Snowpark Connect for Spark known differences from Apache Spark¶
Snowpark Connect for Spark lets you run existing PySpark and Spark Connect workloads on Snowflake without rewriting code. There are two categories of behavioral differences to be aware of when migrating workloads:
Spark Connect protocol differences: Snowpark Connect for Spark implements the Spark Connect protocol (https://spark.apache.org/docs/latest/spark-connect-overview.html), not the Spark Classic (in-process) execution model. If you’re migrating from Spark Classic, you’ll encounter behavioral differences inherent to the protocol itself. These differences apply to all Spark Connect implementations, not just Snowpark Connect for Spark. See Spark Connect vs Spark Classic on this page.
Snowflake execution engine differences: Because Snowflake is the underlying execution engine rather than Apache Spark, there are additional semantic and behavioral differences in data types, SQL translation, file I/O, and more.
For detailed API compatibility information, including lists of supported and unsupported APIs, see DataFrame support for Snowpark Connect for Spark and Dataset support for Snowpark Connect for Spark (Java/Scala).
Spark Connect vs Spark Classic¶
Snowpark Connect for Spark uses the Spark Connect protocol (https://spark.apache.org/docs/latest/spark-connect-overview.html), which introduces a gRPC boundary between the client (where you build DataFrame plans) and the server (where plans are analyzed and executed). Spark Classic runs everything in a single JVM process, so the plan is analyzed the moment you construct it. In the Spark Connect architecture, the client sends unresolved plans to the server, and resolution happens only when an action forces it.

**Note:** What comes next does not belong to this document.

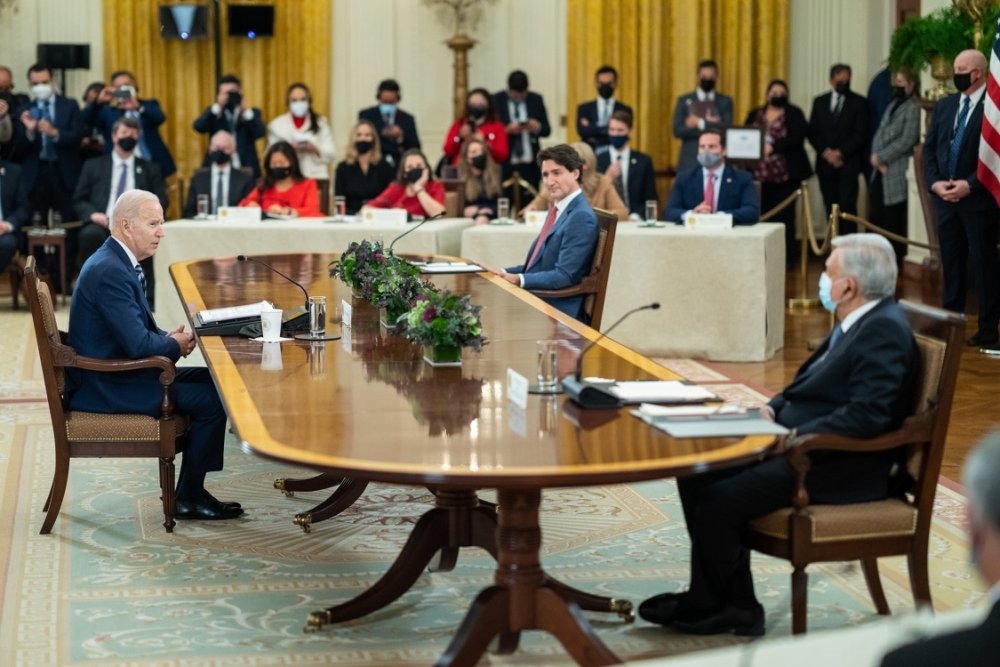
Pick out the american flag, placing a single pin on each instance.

This architectural shift has practical consequences for temporary views, error handling, UDF behavior, and schema access. If you’re migrating code that was written for Spark Classic, the issues in this section apply regardless of whether the server is Snowpark Connect for Spark, open-source Spark Connect, or any other Spark Connect implementation.
Deferred plan resolution¶
In Spark Classic, every transformation (filter, select, join) immediately validates
column names, data types, and references against the catalog. An invalid column name raises
AnalysisException on the line where it’s used.
With Spark Connect, the client builds a lightweight representation of the plan without contacting
the server. Validation only happens when an action (.collect(), .show(), .write())
ships the plan to the server. Until then, mistakes in column names or incompatible types go
undetected.
Temporary view rebinding¶
This is the single most common source of subtle bugs when moving from Spark Classic to Spark Connect.
In Spark Classic, createOrReplaceTempView("v") snapshots the DataFrame’s fully resolved plan
into the catalog. Any DataFrame that references v already has the plan baked in, so
overwriting or dropping v later has no effect on existing DataFrames.
In Spark Connect, the client records only the name "v" in the DataFrame’s unresolved plan.
The name is looked up on the server at execution time. This has two consequences:
Overwriting a view changes the definition that existing DataFrames see, which can produce wrong results or duplicate columns.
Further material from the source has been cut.